### W23P1 STAT 857 - Hyper-Parameter Tuning

In [None]:
pip install optuna lightgbm xgboost

In [19]:
## Importing libraries
import optuna
import numpy as np
import pandas as pd
from xgboost import XGBRegressor
from lightgbm import LGBMRegressor
from sklearn.metrics import mean_squared_error
from sklearn.ensemble import RandomForestRegressor
from sklearn.model_selection import train_test_split

pd.set_option('display.max_columns', 100)
np.seterr(divide='ignore', invalid='ignore')

{'divide': 'warn', 'over': 'warn', 'under': 'ignore', 'invalid': 'warn'}

In [9]:
## Reading the data
data = pd.read_csv('Data/W23P1_train_final.csv')
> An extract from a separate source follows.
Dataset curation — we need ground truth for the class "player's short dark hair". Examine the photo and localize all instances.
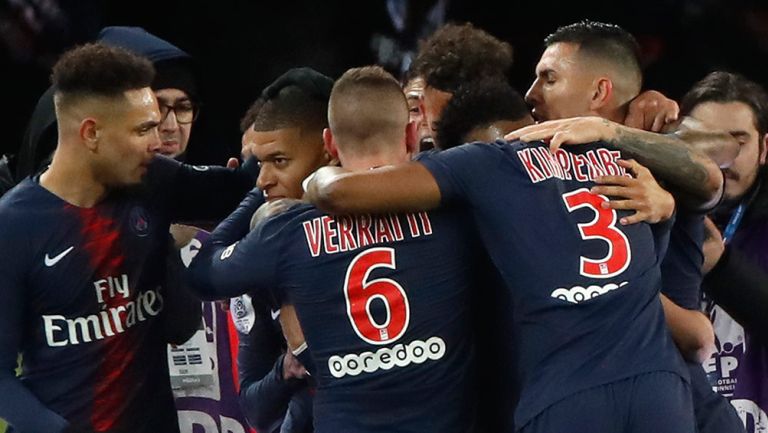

## Defining the input and target variables

variables = ['passenger_count', 'distance', 'duration', 'pickup_day', 'pickup_hour', 'Friday', 'Monday', 'Saturday', 
             'Sunday', 'Thursday', 'Tuesday', 'Wednesday', 'weekend', 'rush_hour', 'overnight', 'pickup_LGA', 'dropoff_LGA', 
             'pickup_JFK', 'dropoff_JFK', 'pickup_EWR', 'dropoff_EWR', 'airport', 'change_borough', 'haversine']

X = data[variables]
Y = data['fare_amount']

## Splitting the data into train and validation sets
X_train, X_validation, Y_train, Y_validation = train_test_split(X, Y, test_size = 0.3)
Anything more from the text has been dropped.